Site icon JONATHAN TURLEY

Student Steals Teacher’s Phone and Posts Semi-Nude Private Pictures . . . School Demands Resignation of Teacher

DSC_0850_pp-Dr.E1Ok, this would seem a straightforward case. A student at in Union, South Carolina, steals his teacher’s phone and then accesses her private photographs. He finds semi-nude pictures that she took for her husband for Valentine’s Day and shared them with other students. Result? Union County schools superintendent David Eubanks (left) and his colleagues demanded her resignation. I can certainly understand why teacher Leigh Anne Arthur might be a tad confused.

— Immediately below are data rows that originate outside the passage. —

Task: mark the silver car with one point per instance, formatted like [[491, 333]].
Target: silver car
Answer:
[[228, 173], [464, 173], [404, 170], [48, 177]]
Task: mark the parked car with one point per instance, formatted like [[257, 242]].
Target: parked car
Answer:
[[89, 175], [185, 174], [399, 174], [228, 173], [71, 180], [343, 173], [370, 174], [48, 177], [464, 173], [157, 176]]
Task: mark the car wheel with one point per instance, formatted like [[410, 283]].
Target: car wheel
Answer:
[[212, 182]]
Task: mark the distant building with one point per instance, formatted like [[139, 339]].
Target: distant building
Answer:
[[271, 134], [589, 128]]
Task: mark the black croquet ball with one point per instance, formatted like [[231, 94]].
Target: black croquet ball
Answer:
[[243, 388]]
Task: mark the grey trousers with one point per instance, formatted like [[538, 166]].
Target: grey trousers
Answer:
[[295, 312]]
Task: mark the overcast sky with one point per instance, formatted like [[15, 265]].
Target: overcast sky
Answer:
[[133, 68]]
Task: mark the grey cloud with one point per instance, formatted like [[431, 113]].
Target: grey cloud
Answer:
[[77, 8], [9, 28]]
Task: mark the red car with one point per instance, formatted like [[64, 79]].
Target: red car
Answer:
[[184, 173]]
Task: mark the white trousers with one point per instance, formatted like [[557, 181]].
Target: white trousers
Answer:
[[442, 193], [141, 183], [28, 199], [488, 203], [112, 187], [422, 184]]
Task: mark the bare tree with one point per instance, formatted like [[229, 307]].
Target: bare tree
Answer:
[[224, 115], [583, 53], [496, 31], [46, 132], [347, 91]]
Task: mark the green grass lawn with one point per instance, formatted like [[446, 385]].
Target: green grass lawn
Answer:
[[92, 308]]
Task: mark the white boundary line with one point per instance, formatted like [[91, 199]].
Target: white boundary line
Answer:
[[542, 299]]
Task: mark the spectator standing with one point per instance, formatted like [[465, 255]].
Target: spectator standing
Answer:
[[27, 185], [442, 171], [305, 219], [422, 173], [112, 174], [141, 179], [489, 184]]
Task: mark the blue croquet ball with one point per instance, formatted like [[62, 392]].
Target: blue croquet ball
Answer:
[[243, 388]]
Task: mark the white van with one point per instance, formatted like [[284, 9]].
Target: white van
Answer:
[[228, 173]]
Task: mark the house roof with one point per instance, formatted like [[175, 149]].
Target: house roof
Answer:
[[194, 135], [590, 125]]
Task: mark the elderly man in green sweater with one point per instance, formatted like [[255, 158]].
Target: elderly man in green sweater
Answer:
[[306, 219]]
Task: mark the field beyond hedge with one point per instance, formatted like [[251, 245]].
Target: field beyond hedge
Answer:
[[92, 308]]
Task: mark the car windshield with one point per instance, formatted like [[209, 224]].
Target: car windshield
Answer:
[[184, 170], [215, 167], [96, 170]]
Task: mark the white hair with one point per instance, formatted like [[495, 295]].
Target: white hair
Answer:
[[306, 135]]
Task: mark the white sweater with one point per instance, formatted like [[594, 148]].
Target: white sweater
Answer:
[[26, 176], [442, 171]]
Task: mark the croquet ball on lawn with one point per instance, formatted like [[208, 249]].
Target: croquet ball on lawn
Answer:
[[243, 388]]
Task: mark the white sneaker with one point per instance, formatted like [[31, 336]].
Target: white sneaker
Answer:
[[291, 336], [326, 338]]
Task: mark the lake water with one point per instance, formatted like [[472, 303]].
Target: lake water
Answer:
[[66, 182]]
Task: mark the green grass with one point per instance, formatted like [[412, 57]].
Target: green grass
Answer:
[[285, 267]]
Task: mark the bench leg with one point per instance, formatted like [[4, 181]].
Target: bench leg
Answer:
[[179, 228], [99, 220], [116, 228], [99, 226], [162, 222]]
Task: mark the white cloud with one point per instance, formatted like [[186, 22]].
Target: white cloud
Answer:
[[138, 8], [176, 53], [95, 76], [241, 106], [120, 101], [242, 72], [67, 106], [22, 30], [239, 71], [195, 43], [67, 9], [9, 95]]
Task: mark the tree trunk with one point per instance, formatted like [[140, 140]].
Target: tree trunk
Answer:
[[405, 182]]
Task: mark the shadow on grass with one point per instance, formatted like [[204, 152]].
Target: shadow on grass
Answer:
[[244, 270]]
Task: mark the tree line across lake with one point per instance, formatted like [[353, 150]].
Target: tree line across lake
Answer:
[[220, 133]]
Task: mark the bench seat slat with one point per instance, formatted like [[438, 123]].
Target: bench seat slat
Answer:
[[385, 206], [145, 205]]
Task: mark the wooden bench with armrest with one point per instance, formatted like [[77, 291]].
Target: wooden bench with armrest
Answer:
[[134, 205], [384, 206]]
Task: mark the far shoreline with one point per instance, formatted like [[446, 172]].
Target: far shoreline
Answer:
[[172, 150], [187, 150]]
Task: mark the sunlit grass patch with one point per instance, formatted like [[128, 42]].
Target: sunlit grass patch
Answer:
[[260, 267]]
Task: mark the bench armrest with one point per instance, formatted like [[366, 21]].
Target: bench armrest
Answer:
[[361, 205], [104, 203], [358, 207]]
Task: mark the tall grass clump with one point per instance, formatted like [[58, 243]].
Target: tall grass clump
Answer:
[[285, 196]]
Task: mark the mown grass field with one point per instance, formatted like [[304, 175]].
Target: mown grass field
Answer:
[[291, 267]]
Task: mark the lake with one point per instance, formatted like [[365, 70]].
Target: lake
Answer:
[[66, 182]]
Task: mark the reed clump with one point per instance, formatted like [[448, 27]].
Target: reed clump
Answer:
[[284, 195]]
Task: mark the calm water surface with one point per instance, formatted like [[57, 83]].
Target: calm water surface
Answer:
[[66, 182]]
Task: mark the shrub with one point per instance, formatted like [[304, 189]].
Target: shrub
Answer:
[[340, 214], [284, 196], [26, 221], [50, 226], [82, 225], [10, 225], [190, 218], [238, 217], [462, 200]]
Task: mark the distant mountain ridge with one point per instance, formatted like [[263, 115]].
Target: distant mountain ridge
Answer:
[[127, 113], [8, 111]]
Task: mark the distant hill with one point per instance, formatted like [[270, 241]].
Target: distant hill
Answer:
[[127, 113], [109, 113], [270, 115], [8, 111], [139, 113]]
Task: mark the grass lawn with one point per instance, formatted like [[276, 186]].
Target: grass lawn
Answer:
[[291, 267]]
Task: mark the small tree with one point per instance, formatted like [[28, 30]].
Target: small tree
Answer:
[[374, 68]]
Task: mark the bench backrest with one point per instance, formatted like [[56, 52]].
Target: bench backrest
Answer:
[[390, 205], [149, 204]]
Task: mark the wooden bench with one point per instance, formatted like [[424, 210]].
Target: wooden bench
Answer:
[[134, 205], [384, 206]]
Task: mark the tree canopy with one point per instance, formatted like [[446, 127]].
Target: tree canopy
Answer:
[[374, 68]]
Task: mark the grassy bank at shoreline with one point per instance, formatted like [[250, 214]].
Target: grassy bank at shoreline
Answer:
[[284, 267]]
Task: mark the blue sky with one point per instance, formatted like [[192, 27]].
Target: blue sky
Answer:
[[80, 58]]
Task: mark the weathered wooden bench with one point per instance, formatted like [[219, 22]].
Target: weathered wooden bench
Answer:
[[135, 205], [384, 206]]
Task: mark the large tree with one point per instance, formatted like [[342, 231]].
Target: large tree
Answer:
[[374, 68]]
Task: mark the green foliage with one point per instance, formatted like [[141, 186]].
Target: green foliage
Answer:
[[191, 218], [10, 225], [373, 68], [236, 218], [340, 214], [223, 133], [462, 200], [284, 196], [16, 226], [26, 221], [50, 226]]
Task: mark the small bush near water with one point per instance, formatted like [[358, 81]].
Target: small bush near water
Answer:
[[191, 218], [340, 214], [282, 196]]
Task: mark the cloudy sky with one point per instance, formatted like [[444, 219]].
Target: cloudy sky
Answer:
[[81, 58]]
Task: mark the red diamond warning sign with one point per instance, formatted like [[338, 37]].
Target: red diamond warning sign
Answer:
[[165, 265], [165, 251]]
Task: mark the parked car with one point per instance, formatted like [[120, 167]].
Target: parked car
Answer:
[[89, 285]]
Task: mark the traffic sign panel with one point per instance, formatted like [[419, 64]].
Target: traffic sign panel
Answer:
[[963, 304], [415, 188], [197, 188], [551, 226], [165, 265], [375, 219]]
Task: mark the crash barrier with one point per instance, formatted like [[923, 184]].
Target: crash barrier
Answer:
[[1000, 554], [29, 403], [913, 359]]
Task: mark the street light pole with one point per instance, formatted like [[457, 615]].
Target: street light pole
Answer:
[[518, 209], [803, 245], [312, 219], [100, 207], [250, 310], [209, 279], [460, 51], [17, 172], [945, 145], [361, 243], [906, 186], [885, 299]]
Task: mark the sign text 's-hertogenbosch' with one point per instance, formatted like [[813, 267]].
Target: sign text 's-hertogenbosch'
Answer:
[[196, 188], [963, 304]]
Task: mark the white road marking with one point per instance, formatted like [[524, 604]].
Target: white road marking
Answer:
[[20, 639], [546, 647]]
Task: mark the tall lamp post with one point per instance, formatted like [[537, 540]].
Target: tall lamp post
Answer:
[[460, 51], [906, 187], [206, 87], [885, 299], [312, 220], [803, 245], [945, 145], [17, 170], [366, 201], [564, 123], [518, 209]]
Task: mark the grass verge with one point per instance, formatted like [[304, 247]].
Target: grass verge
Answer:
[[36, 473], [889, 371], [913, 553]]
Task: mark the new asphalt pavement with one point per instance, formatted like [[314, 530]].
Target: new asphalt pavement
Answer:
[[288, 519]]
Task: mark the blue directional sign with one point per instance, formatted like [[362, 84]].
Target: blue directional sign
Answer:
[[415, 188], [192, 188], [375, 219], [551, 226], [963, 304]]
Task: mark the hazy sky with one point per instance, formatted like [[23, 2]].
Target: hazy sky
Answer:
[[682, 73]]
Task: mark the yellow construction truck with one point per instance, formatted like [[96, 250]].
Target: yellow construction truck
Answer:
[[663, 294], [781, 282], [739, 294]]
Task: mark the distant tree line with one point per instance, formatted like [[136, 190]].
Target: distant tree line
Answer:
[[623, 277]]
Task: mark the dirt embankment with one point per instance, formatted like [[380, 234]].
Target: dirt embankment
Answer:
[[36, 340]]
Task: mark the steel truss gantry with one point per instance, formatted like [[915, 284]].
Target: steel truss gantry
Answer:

Eubanks had a truly Orwellian take on the situation: “I think we have a right to privacy, but when we take inappropriate information or pictures, we had best make sure it remains private. Students had access to very inappropriate pictures of a teacher.” What? The student did not have “access.” He stole a phone. Under Eubanks’ approach, a bank robber is given “access” to safety deposit boxes.

Eubanks seems to believe that the mere fact that a cellphone was unlocked is a matter for termination. Does that mean that teachers with unlocked cars or coats hanging in the teacher’s lounge would also be fired for a theft by a student?

For her part, Arthur forgives the 16-year-old student and says that teenagers can do some really stupid things. Arthur shows far better judgment and understanding than Eubanks or her superiors in Union, South Carolina.